Changes in Public Policy and Impact on Demand
One of the main factors behind the projected slowdown involves changes in public policies. According to BloombergNEF, various countries have revised incentive programs for solar energy in recent years. In some cases, governments have reduced subsidies. In others, they have adjusted rules for distributed generation compensation.
These changes directly affect investment decisions. When incentives decrease, marginal projects become unviable, especially in markets where most of the potential has already been explored. As a result, the rate of new installations loses momentum.
Additionally, the global macroeconomic scenario also plays a role. Higher interest rates increase the cost of financing, a relevant factor for solar energy projects that rely on high initial investments and long-term returns. According to analyses by BNEF itself, this more restrictive financial environment contributes to moderating growth.
Saturation in Mature Solar Energy Markets
Another central element of the slowdown lies in the saturation of key markets. Countries that led the expansion of solar energy in recent decades are now facing natural limits to growth. Rooftops are already occupied, power grids are overloaded, and integration challenges are slowing the pace of new connections.
According to the International Energy Agency, regions with high solar penetration need to invest in storage, grid modernization, and managing intermittency. Without these investments, expansion slows, even when technology remains competitive.
In this context, the slowdown does not indicate a loss of relevance for solar energy. On the contrary. It reflects the transition from a model of accelerated growth to a model of consolidation and optimization.
Solar Energy and the New Stage of the Sector
Although the projected decline for 2026 is unprecedented, it occurs from an extremely high base.

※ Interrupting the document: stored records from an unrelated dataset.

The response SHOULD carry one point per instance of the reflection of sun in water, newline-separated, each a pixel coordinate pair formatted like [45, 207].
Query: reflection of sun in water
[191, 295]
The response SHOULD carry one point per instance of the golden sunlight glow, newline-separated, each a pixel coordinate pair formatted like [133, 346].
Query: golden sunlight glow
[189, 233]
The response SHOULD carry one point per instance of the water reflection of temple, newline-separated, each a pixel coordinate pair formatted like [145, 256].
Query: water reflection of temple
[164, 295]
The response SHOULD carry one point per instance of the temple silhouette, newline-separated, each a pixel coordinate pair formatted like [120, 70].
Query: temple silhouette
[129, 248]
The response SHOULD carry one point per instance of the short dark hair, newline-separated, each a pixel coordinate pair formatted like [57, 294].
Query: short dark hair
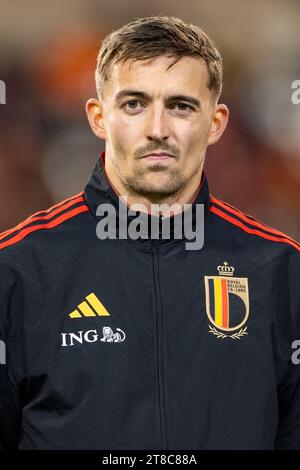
[153, 36]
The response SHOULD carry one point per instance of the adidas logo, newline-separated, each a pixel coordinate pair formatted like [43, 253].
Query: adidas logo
[90, 307]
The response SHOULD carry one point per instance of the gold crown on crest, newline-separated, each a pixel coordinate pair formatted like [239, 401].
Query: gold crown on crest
[225, 269]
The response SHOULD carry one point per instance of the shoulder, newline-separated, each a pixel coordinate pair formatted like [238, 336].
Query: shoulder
[40, 222]
[252, 230]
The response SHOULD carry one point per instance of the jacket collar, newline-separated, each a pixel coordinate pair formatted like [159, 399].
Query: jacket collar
[99, 190]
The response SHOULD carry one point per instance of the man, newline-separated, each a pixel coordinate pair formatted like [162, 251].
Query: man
[119, 342]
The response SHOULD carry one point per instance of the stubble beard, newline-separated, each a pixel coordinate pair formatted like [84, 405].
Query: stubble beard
[139, 184]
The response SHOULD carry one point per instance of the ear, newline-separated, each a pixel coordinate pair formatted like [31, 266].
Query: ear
[218, 124]
[94, 111]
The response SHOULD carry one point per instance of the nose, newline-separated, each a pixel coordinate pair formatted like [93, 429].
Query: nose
[157, 125]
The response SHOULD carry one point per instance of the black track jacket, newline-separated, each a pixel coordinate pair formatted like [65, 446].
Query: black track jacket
[143, 344]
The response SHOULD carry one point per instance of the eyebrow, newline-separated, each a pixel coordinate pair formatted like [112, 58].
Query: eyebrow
[142, 94]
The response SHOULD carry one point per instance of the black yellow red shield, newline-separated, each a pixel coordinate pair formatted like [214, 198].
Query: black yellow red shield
[227, 301]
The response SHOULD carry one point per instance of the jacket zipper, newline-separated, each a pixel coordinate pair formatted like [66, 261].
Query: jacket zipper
[155, 251]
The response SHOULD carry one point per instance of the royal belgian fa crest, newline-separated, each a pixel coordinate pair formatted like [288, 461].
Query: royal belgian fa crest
[227, 303]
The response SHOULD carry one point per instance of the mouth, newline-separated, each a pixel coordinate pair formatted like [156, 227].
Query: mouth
[155, 157]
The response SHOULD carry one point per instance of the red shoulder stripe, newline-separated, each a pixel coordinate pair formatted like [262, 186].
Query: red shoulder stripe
[236, 222]
[250, 220]
[34, 217]
[59, 220]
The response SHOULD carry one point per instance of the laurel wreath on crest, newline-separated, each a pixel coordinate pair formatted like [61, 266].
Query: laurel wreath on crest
[219, 334]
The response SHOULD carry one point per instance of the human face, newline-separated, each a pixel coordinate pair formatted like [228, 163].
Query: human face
[147, 108]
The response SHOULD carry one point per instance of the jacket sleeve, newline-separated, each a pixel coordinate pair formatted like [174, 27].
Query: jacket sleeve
[287, 352]
[10, 400]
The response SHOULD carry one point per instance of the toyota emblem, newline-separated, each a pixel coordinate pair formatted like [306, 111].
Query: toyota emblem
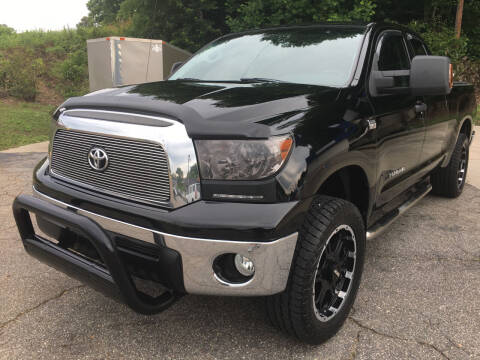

Adding 649 gigawatts in a single year still represents a substantial volume. According to BNEF, this figure alone surpasses the entire global installed capacity of solar energy at the beginning of the last decade.
Therefore, the sector is not entering a decline, but rather a phase of maturity. Solar energy is beginning to grow more selectively, focusing investments on emerging markets, hybrid projects, and solutions integrated with storage.
Moreover, the slowdown may encourage greater efficiency. Companies and governments are likely to prioritize quality, integration into the electrical system, and long-term stability, rather than rapid expansion at any cost.
The Role of Solar Energy in the Global Energy Transition
Even with more moderate growth, solar energy remains one of the pillars of the energy transition. According to the United Nations, the expansion of renewable sources continues to be essential for achieving global climate goals.
The difference now is that the challenge is not just to install more capacity, but to integrate solar energy intelligently into electrical systems, ensuring security, reliability, and balance between supply and demand.
In this sense, the BloombergNEF report serves as a strategic alert. It indicates that the sector needs to evolve in governance, planning, and infrastructure to sustain its role in the long term.
Thus, the projected slowdown for 2026 does not represent the end of the solar energy cycle. It actually marks the beginning of a new stage. A phase in which maturity, integration, and efficiency become as important as growth itself, redefining the trajectory of the main renewable source of the last two decades.